Update: Minister for Transport Shane Ross met with Eamon Rothwell, the chief executive of Irish Ferries’ parent company, Irish Continental Group to express the Government’s concern about proposals to shut down the ferry company’s Rosslare-Cherbourg route.
“It is a completely commercial decision, we can’t tell him that he can’t do it,” Mr Ross told RTE’s News at One.
Mr Ross said that the decision had come as a complete surprise to him and that he will make every effort to ensure that Rosslare is not negatively impacted.
He said his discussion with Mr Rothwell had been frank, but off the record.
The decision to relocate the Cherbourg route from Dublin port would mean more business for the company, he said. But he acknowledged that it would put more pressure on routes around Dublin.
He was asked if he knew if Dublin Port had offered a better deal to Irish Ferries, but he said he had “no idea.”
“I’m worried that Rosslare should not be disadvantaged. The port should be helped to do better rather than have everything focused on Dublin.
“Strictly speaking I’m hoping the connection will stay the same.
Minister of State at the Department of Defence, Wexford TD Paul Kehoe also admitted that he “did not see this coming.”
As a member of the Government, he said he was very disappointed at the manner in which Irish Ferries had communicated this message. “It was very vague.”
Some parts of the argument that they had made about customers preferring to use Dublin “just don’t stack up” he said. “I’m a user of the service, I have been for three years and all the customers I spoke to all prefer using Rosslare because of its accessibility.” It will be even more accessible when the by-passes are finished, he added.
“This came out of the blue. For anyone to say that the Government had any prior notice is farcical. They are a commercial company, they can do what they like.”
SIPTU organiser, Paul Cullen, said: “This decision is deeply concerning and disappointing for our members employed in the Rosslare Europort and the surrounding region.
"This has resulted in a failure to complete infrastructural improvements in the port area, such as a new access road.”
He added: “The decision to end the Rosslare to France route is a commercial one by Irish Ferries.
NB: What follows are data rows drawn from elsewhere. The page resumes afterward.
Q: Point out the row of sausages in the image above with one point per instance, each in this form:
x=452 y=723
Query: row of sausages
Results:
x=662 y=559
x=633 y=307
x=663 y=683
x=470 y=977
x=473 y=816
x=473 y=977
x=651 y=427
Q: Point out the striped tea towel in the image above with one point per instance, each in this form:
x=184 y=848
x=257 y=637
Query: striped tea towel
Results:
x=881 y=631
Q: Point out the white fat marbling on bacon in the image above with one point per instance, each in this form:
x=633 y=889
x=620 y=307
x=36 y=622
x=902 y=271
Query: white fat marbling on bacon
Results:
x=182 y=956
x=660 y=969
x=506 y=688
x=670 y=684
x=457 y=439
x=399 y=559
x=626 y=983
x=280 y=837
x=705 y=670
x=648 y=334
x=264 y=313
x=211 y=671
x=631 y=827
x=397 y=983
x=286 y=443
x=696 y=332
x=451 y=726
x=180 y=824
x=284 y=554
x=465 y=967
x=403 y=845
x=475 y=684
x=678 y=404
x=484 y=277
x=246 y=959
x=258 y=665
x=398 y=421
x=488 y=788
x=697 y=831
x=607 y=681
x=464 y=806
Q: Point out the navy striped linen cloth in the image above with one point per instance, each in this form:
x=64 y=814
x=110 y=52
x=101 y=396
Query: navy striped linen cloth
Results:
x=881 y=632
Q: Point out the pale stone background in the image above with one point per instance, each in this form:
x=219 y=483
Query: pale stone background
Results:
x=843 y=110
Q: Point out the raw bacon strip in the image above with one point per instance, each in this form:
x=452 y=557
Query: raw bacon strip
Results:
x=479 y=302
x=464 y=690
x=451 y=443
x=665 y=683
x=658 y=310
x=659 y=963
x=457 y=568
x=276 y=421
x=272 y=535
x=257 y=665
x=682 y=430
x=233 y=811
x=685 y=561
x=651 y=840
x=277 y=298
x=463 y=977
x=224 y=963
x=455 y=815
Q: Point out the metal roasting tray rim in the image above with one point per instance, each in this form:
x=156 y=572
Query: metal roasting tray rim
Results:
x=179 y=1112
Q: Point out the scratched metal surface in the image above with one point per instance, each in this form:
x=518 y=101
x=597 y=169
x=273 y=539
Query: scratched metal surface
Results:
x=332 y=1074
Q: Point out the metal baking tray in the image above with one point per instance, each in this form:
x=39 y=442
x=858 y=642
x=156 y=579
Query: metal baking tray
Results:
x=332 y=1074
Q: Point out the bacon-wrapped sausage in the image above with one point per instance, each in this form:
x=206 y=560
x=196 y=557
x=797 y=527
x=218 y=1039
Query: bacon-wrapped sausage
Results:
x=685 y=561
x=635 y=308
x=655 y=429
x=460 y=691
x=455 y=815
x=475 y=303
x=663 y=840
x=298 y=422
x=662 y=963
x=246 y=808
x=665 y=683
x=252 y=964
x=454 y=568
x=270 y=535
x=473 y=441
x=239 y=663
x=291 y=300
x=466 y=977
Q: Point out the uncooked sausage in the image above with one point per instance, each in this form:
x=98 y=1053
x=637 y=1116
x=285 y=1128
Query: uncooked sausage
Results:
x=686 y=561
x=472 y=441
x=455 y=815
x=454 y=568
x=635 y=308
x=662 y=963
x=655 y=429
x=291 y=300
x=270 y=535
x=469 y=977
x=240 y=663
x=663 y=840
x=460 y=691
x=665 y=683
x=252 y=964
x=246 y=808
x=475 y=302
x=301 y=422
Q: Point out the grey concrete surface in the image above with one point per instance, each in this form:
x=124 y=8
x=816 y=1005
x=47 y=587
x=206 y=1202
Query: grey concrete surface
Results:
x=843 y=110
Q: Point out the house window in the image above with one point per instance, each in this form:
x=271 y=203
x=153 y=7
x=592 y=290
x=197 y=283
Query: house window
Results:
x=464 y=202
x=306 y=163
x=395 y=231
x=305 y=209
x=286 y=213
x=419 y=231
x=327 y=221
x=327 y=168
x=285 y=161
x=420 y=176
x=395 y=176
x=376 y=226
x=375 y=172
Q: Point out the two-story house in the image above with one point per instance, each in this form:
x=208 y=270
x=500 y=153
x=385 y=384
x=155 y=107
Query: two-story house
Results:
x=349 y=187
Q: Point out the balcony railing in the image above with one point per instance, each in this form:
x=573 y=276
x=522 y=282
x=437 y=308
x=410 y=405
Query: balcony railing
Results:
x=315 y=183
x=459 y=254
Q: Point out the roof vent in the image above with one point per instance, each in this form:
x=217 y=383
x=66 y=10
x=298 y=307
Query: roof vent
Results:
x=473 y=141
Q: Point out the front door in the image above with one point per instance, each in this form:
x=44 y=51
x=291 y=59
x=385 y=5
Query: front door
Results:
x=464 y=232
However, it is the responsibility of the Government to work to ensure that there is a future for the Rosslare Europort and the economy of the surrounding area.”
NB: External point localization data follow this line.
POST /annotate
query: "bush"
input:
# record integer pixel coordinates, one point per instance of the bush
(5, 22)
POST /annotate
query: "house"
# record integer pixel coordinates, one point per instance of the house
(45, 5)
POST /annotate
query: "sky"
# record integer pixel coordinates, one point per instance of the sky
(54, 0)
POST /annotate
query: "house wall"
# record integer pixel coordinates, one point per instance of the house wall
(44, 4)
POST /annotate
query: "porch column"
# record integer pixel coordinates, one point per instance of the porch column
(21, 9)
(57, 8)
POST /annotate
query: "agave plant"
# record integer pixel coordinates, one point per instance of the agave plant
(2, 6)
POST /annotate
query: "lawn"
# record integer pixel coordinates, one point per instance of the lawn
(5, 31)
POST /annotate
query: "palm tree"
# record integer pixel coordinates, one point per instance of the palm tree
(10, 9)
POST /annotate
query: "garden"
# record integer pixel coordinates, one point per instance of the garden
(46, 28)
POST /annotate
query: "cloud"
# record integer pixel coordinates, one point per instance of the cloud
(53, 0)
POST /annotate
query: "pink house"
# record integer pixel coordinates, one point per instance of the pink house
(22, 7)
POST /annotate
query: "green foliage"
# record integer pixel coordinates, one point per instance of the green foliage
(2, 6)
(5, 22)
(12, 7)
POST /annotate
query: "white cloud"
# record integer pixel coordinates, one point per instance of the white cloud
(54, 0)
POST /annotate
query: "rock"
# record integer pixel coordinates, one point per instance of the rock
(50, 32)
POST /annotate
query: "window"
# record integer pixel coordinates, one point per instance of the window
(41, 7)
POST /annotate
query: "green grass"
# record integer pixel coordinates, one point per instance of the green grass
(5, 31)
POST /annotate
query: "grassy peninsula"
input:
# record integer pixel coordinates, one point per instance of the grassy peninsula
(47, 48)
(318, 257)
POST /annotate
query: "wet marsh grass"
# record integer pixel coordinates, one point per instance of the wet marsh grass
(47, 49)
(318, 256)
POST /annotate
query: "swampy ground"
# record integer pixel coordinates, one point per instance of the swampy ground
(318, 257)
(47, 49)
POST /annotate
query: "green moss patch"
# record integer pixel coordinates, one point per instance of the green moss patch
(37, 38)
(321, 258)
The Government has asked Irish Ferries to reconsider scrapping a ferry service to France.
The company said yesterday it is "unlikely" a service will run between Rosslare and France next year.
The Taoiseach Leo Varadkar has said it is a disappointing decision and he hopes it will be reconsidered.
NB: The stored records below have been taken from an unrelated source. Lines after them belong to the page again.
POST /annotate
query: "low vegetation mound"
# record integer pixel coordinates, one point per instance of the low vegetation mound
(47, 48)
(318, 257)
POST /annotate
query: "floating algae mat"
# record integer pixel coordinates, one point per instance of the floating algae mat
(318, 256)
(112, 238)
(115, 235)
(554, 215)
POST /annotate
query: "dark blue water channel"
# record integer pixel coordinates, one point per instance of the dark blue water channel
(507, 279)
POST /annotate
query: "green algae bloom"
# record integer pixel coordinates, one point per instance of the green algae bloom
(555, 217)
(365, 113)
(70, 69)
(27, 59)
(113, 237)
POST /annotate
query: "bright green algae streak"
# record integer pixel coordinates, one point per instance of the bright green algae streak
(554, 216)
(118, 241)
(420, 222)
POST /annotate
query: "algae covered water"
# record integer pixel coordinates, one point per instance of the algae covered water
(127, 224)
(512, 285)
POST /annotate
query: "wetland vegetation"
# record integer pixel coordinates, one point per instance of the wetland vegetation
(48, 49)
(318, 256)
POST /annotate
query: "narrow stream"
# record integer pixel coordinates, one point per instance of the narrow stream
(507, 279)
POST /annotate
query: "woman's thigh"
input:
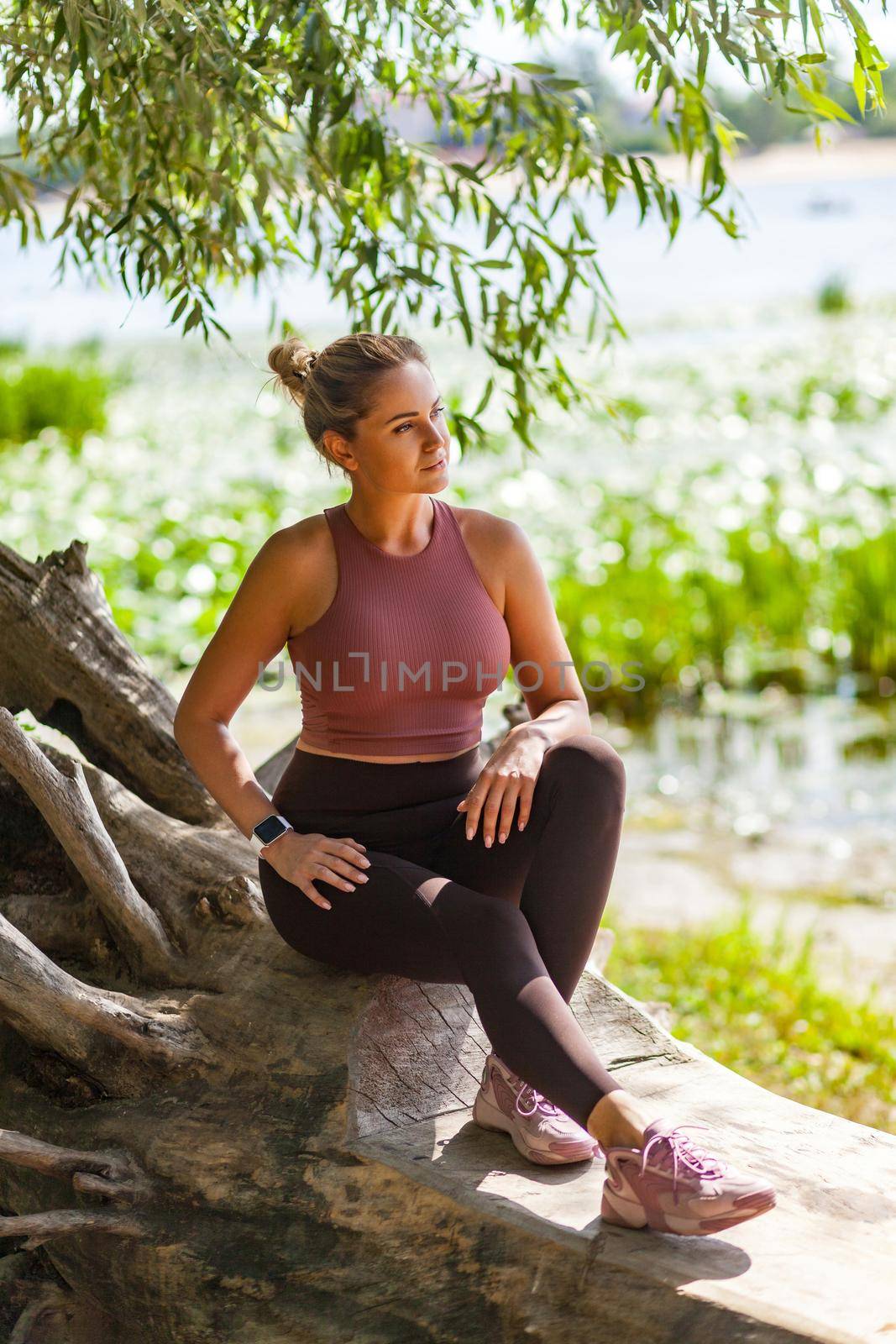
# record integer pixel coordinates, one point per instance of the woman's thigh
(383, 925)
(499, 870)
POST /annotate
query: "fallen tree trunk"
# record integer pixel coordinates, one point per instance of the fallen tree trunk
(212, 1137)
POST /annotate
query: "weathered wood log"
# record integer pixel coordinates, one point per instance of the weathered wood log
(259, 1147)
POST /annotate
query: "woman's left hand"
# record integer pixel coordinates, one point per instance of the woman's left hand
(508, 776)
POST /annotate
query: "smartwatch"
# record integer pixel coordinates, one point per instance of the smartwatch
(270, 828)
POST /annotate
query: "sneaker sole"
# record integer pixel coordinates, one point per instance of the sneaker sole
(626, 1213)
(490, 1117)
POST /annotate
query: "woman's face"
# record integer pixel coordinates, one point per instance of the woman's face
(403, 436)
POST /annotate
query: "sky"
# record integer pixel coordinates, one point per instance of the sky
(486, 35)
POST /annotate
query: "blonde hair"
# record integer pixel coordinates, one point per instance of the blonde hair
(335, 387)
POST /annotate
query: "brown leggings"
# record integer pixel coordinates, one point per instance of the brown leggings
(515, 922)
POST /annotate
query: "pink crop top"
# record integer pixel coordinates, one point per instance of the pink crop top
(406, 654)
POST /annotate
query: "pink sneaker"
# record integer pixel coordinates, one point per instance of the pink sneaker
(540, 1131)
(673, 1186)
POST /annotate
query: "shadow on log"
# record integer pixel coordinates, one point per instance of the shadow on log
(214, 1137)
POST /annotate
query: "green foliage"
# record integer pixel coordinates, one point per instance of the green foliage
(71, 398)
(833, 297)
(758, 1007)
(207, 143)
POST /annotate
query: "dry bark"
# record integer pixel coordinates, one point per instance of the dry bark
(212, 1137)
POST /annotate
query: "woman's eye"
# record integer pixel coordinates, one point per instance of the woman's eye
(438, 412)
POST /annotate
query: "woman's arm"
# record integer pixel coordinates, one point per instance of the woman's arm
(557, 702)
(253, 631)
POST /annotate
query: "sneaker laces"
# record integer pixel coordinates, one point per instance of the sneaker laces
(539, 1102)
(685, 1151)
Leo Varadkar says government is asking Irish Ferries to reconsider this and are disappointed at the decision https://t.co/aog7ZI49uG— Seán Defoe (@SeanDefoe) December 19, 2018
Department of Transport officials intend to meet with Irish Ferries to discuss it.
The Irish Road Haulage Association has said that the “vague statement” that Irish Ferries is “unlikely” to operate a service between Rosslare and France next summer, means “they are open to negotiation”.
Verona Murphy of the Irish Road Haulage Association pointed out to the Sean O'Rourke show on RTE Radio One that each ferry carries 1,200 cars and 165 trucks “all of which are going to now be on the M50 which already has huge congestion.”
Ms Murphy called on the Minister for Transport Shane Ross to “let the country know he’s alive and well and to intervene.”
Local TD and former Minister for Public Expenditure Brendan Howlin said there had been rumours in the area for some time about Irish Ferries’ commitment to the route.
“It’s unthinkable that it could happen, that the shortest route would be axed is beyond understanding.
“It beggars belief.”
Ms Murphy also questioned a suggestion by Irish Ferries that customers were not interested in the route. “Look at the response on social media. I’ve been a customer of Irish Ferries for more than 30 years, no one asked me.
Department of Transport officials are to meet with Irish Ferries over plans to scrap a ferry service in the south-east.
The plans are being described as a "big blow".
The company said it is "unlikely" to operate the service next year but will keep the situation under review.
In a statement yesterday, they said: "Irish Ferries wish to inform our customers that we're unlikely to operate a service between Rosslare & France in 2019. We continue to keep this situation under review"
"Feedback from our customers suggests that it is easier to travel to Dublin Port for most people than it is to get to Rosslare."
The Junior Tourism Minister Brendan Griffin said the service is important for the South East region.
He said the ferry crossing mainly facilitates Irish tourists holidaying in France, but it also brings French and other European tourists to the region.
Sinn Féin TD David Cullinane said it is devastating news for the south-east, especially given the uncertainty around Brexit:
Mr Cullinane said: "Obviously at a time when people were hoping for an increased capacity to ensure that we protect the south-east from the worst of Brexit, and bear in mind also that the south-east has a big agri-food sector as well.
"I think this will be a huge concern for farmers, for food producers, for the agri-food sector, obviously for passengers as well and for businesses generally."
The company will continue to run a passenger service between Rosslare and Pembroke year round.